I decided to leave masturbation as something separate from sex. While it was certainly sexual, my emotional and physical relationship with masturbation was distinctly different from sexual situations involving other people. It’s like having a good relationship with yourself vs. having good friends; both are important, and they are related, but they’re not the same.
So, sex involved at least two people. Looking back on my sexual experiences, I noticed there was a distinct difference in intimacy/emotional intensity between encounters involving genitals (meaning the penis, testicles, vulva, and anus) and those that were restricted to kissing and caressing other parts of the body. This is no doubt because of the societal importance placed on genitals; they must be covered at all times in public, and even most of the time in private, and they generally shouldn’t be touched, either, except by people whom you were very emotionally attached to and trusted a lot.
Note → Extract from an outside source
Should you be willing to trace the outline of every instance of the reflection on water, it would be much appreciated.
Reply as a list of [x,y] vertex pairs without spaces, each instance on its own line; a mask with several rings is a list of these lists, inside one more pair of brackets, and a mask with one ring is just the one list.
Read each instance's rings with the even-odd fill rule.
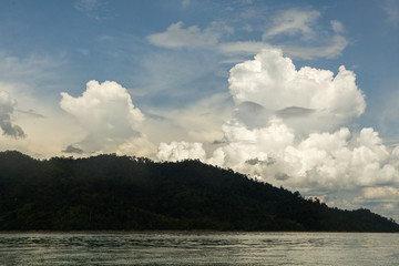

However, I didn’t see anything particularly wrong with this cultural importance attached to them, so I decided to include it in my new definition of sex: touching of someone’s bare genitals must be involved. But, taking a lesson from feminist critique, a penis does not have to be involved. Indeed, only one set of genitals is required – the other person might use their hand or their mouth or some other implement, but it’d still be sex. Also, it has to be consensual for all parties; otherwise it is rape and an act of violence. And, finally, gynecological examinations are excepted because they don’t bring pleasure to either the doctor or the patient, and pleasure is the biggest reason why we have sex – now that we have effective contraception, that is.
Thus I came to my current definition of sex: consensual, pleasurable activity between two or more people that involves touching of at least one set of bare genitals, whether with another set of genitals, a different part of the body, or with an implement like a dildo. This definition is considerably broader than many people’s, as it includes oral sex, anal sex, hand jobs/finger banging, rimming, and frottage. However, I prefer this definition because it doesn’t erase homosexual partners and it elevates everyone involved to equal importance. I also hope that more people come to a similar definition of sex as the queer and women’s rights movements gain momentum.
 I didn’t learn that the vagina and urethra were separate things until fourth grade. Suddenly tampons made a lot more sense!
 Thanks, patriarchy!
 That’s a whole ‘nother paper.
 Or many, many dildos. All at once.
 Well, depending on which feminists you ask. I prefer the ones who say I’m not a sick freak and/or a brainwashed tool of the patriarchy, which is admittedly a very biased opinion on my part.
 I stipulate bare genitals because having a layer of clothing between them and whatever is doing the touching is not as intimate. Also, despite not technically being “bare,” I still consider it sex when someone is wearing a condom or dental dam because the latex is so thin it doesn’t impede sensation anyway, and the emotional level of intimacy is about the same.